Vascular Access for Hemodialysis and Right Ventricular Remodeling: A Prospective Echocardiographic Study
Round 1
Reviewer 1 Report
Comments and Suggestions for AuthorsDear Authors,
I commend you on this well-conducted and clearly presented prospective study exploring the impact of arteriovenous fistula (AVF) creation on cardiac remodeling, particularly of the right ventricle, in patients with end-stage kidney disease (ESKD). The use of advanced echocardiographic parameters, including 3D imaging and strain analysis, is a clear strength and adds robustness to your findings.
That said, I offer the following suggestions to improve clarity and impact:
Introduction:
The background is well framed, but consider clarifying the novelty of your study more explicitly.
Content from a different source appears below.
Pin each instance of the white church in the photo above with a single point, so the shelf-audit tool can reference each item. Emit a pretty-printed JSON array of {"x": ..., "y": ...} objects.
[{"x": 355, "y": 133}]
You mention that this is the first prospective study using 3D echocardiography to assess RV remodeling post-AVF. Emphasizing this point earlier could strengthen the rationale.
Methods:
-Please clarify the time window between the last dialysis session and follow-up echocardiography in all patients, especially those not yet on chronic hemodialysis.
-In the echocardiographic section, indicate if examiners were blinded to the timepoint (pre/post AVF), to minimize bias in volume measurements.
Results:
-Table 4 could benefit from clearer formatting: bolding statistically significant multivariable predictors would help the reader quickly identify key results.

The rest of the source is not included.